La prestataire affirme qu’il n’y a pas eu d’inconduite si la politique de vaccination de son employeur était déraisonnable

[41] La prestataire soutient que la division générale aurait dû se demander si la politique de vaccination de son employeur était raisonnable.

[42] La prestataire affirme que les politiques de vaccination et leur mise en œuvre ont peu à voir avec la santé ou la sécurité. Elle prétend que des considérations politiques sont à l’origine des politiques de vaccination. Elle affirme que la déconnexion, la discrimination et l’incohérence du décret provincial en matière de santé dans l’atteinte de son objectif déclaré démontrent en partie cet état de fait.

[43] La prestataire affirme que si la division générale avait tenu compte du caractère raisonnable des exigences en matière de vaccination, elle aurait décidé que la politique de vaccination de son employeur et le décret provincial en matière de santé étaient tous deux déraisonnables et qu’elle n’avait pas à se conformer à l’un ou l’autre.

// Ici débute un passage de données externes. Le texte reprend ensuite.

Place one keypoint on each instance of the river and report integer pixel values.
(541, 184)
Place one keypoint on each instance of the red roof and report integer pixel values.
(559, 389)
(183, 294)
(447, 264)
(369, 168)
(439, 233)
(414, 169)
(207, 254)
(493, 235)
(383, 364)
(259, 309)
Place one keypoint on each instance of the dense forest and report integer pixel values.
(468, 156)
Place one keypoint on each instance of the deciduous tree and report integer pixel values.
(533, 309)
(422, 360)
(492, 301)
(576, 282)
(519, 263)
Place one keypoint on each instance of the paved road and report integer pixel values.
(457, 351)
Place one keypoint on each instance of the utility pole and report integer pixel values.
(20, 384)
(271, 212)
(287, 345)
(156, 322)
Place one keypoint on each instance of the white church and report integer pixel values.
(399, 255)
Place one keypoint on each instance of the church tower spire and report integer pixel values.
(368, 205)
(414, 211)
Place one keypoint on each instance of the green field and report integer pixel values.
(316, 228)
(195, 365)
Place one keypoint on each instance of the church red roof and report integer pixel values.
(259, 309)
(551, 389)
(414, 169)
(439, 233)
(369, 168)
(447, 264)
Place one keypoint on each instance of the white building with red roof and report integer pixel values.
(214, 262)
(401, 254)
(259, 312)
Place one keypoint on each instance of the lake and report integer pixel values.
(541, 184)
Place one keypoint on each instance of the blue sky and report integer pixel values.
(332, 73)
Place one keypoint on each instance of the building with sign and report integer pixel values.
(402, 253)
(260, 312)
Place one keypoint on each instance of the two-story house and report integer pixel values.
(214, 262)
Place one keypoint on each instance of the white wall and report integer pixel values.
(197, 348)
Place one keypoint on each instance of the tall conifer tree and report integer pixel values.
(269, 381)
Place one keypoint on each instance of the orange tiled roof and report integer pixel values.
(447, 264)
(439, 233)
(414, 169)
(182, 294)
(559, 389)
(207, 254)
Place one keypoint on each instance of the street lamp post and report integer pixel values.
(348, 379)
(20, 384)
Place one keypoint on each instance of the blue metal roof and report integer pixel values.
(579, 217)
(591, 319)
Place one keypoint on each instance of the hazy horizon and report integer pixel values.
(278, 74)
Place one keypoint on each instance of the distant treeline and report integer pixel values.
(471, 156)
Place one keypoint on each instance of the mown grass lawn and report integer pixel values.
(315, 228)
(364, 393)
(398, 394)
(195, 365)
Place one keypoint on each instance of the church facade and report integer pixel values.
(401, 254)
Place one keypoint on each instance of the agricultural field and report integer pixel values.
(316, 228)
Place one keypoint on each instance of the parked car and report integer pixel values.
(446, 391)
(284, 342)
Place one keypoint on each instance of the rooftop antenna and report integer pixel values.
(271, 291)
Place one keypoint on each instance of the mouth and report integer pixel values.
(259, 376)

[44] Toutefois, dans les affaires Kuk et Cecchetto, la Cour fédérale a déclaré qu’il n’était pas de la compétence de la division générale et de la division d’appel d’évaluer les politiques d’un employeur. Selon la Cour, leur rôle est limité. La Cour a déclaré que, lorsqu’elle examine l’inconduite en vertu de la Loi, son rôle consiste à décider si un prestataire a intentionnellement commis un acte (ou a omis de commettre un acte) contraire à ses obligations professionnelles.

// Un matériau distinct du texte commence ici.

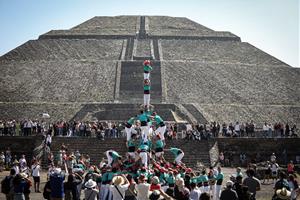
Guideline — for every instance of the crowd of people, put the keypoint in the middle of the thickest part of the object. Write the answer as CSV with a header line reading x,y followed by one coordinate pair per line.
x,y
143,173
116,129
71,176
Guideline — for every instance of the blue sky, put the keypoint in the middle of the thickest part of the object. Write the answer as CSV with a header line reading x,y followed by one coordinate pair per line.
x,y
271,25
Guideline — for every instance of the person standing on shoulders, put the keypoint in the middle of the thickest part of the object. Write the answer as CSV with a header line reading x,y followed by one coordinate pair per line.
x,y
228,193
36,168
178,153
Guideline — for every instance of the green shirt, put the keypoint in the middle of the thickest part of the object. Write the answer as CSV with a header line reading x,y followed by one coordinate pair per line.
x,y
143,117
159,144
170,179
115,155
220,176
144,147
147,87
131,120
147,68
130,143
158,119
175,151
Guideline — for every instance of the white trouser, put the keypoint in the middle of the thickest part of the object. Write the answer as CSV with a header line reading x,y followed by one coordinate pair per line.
x,y
206,189
159,154
144,158
109,159
128,133
144,133
213,190
178,158
146,76
131,154
218,191
161,132
146,100
150,132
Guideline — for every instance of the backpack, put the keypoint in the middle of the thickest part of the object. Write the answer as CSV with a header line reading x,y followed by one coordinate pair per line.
x,y
5,185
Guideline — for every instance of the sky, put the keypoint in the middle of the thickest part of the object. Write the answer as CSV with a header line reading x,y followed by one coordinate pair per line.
x,y
270,25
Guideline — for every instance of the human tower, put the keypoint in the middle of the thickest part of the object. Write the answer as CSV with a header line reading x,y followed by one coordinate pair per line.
x,y
145,119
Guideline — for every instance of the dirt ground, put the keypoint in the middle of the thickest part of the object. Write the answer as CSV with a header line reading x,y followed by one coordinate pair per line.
x,y
265,194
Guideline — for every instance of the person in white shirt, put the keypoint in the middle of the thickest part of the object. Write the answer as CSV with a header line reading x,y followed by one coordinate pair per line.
x,y
23,163
237,129
36,168
48,140
195,192
265,129
119,186
274,169
90,192
16,166
142,188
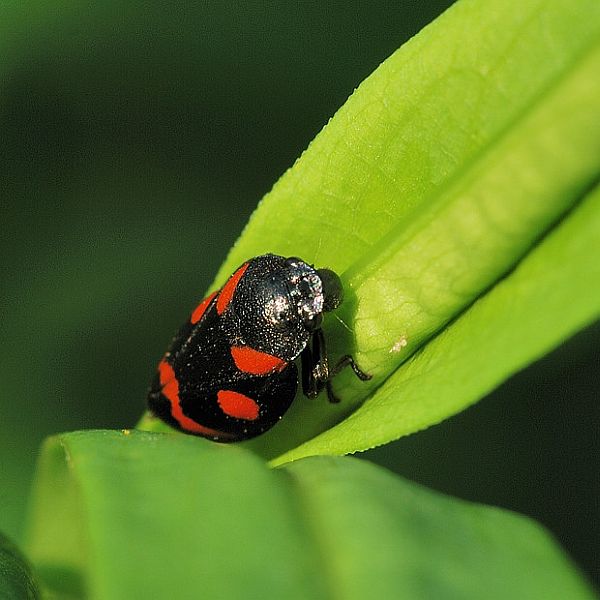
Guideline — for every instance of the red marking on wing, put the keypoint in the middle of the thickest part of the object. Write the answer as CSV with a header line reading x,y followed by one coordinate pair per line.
x,y
254,362
237,405
229,288
170,390
201,309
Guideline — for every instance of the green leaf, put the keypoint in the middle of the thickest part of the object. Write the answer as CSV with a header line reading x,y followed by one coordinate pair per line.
x,y
440,174
143,515
553,292
16,579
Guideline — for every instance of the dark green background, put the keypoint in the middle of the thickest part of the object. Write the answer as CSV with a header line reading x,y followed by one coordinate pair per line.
x,y
136,138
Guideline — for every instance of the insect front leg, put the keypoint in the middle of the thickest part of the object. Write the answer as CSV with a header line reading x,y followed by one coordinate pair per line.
x,y
315,366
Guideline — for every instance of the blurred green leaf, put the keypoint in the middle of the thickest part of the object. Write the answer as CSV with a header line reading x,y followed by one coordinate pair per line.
x,y
167,516
443,171
16,579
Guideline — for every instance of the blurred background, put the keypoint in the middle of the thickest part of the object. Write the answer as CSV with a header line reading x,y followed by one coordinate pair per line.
x,y
136,139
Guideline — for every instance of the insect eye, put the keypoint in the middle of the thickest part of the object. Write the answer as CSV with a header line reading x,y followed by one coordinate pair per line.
x,y
314,323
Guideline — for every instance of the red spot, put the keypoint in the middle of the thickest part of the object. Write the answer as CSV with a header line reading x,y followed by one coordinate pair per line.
x,y
254,362
170,390
229,288
201,309
237,405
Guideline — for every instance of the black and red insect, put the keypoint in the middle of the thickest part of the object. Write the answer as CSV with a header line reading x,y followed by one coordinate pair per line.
x,y
230,374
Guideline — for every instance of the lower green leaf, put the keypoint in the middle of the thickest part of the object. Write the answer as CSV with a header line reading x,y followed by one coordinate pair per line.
x,y
142,515
16,578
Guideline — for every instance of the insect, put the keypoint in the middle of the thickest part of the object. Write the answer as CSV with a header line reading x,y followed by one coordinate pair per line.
x,y
230,374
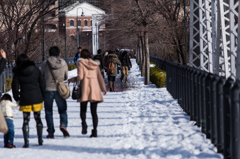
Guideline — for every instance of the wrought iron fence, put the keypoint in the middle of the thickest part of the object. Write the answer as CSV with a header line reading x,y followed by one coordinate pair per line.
x,y
210,100
7,73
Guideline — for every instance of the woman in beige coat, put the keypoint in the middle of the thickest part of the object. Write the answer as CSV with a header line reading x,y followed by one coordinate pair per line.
x,y
92,84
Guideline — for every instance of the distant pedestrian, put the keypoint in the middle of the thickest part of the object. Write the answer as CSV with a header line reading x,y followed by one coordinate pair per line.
x,y
28,89
112,58
92,85
100,58
3,60
126,65
60,69
6,105
77,56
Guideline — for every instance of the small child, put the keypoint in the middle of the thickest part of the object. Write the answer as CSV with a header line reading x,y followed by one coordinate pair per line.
x,y
6,105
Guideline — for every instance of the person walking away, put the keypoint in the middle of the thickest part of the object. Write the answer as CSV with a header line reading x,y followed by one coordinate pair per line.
x,y
3,61
30,97
6,105
112,58
100,58
77,56
60,69
92,85
126,65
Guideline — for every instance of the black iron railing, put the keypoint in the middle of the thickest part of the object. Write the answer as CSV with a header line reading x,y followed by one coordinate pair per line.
x,y
7,73
210,100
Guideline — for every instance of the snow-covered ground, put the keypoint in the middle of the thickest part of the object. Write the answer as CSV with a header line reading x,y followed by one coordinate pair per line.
x,y
141,123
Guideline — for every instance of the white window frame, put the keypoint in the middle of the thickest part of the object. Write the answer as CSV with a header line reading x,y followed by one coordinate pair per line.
x,y
70,22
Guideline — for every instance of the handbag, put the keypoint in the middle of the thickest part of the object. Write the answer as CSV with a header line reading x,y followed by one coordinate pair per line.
x,y
62,89
3,124
77,91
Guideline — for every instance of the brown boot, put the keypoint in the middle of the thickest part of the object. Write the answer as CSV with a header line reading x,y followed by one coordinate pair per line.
x,y
110,84
114,84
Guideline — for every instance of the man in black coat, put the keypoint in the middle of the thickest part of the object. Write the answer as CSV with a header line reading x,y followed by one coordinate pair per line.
x,y
3,60
100,58
77,56
126,65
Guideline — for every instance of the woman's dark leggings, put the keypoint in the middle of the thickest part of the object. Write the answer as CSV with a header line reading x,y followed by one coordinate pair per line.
x,y
83,110
37,117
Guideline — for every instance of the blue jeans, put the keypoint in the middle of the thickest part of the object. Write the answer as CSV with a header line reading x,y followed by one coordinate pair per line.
x,y
9,136
62,110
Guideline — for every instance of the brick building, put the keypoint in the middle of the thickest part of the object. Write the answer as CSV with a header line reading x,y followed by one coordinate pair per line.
x,y
83,12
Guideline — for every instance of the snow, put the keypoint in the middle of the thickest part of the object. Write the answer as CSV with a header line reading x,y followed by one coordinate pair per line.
x,y
141,123
152,65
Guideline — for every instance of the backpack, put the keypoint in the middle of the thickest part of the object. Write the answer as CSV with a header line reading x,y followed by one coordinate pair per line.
x,y
111,67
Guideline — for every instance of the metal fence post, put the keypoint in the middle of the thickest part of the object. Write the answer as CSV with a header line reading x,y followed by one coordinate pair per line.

[45] La division générale n’avait donc pas le pouvoir de tenir compte du caractère raisonnable de la politique de vaccination de l’employeur. Elle n’a pas commis d’erreur de droit lorsqu’elle n’a pas tranché cette question.

La prestataire affirme que l’inconduite ne survient que s’il y a un acte répréhensible grave

[46] La prestataire fait valoir que l’inconduite ne survient que s’il y a un acte répréhensible grave. Elle s’appuie sur des arguments avancés par un représentant du Centre de justice pour les libertés constitutionnelles.

[47] En ce qui concerne l’inconduite, la prestataire affirme qu’un employé doit être [traduction] « coupable d’inconduite grave, de négligence habituelle de son devoir, d’incompétence ou de conduite incompatible avec [ses] fonctions ». La prestataire mentionne l’opinion dissidente dans la décision de la Cour d’appel de l’Ontario dans R v Arthurs, Ex parte Port Arthur Shipbuilding CoNote de bas de page 26.

[48] Toutefois, cette décision ne traite pas d’inconduite dans le contexte de l’assurance-emploi. La décision porte sur la question de savoir si l’employeur était fondé à congédier trois employés. La décision n’est pas pertinente pour la question de l’inconduite aux fins de la Loi. Par conséquent, la division générale n’a pas commis d’erreur de droit en ne suivant pas l’arrêt R v Arthurs pour décider s’il y a eu inconduite.

La prestataire affirme qu’il n’y a pas eu d’inconduite si son employeur ne lui a pas fourni des mesures d’adaptation

[49] La prestataire soutient qu’il n’y a pas d’inconduite si son employeur ne lui a pas offert des mesures d’adaptation. Elle affirme qu’elle avait droit à des mesures d’adaptation en raison de ses croyances.

[50] Toutefois, comme l’a déclaré la Cour d’appel fédérale dans une affaire intitulée MishibinijimaNote de bas de page 27, l’absence de mesures d’adaptation d’un employeur n’est pas pertinente en ce qui concerne la question de l’inconduite.

[51] La division générale n’a pas commis d’erreur de droit lorsqu’elle a conclu qu’elle ne pouvait pas décider si le décret ou la politique de l’employeur aurait dû inclure des mesures d’adaptation raisonnables.

[52] Cela ne veut pas dire que la prestataire n’a pas d’options pour donner suite à ses prétentions selon lesquelles son employeur n’a pas pris des mesures d’adaptation adéquates. Cependant, ses options ne relèvent pas du Tribunal de la sécurité sociale.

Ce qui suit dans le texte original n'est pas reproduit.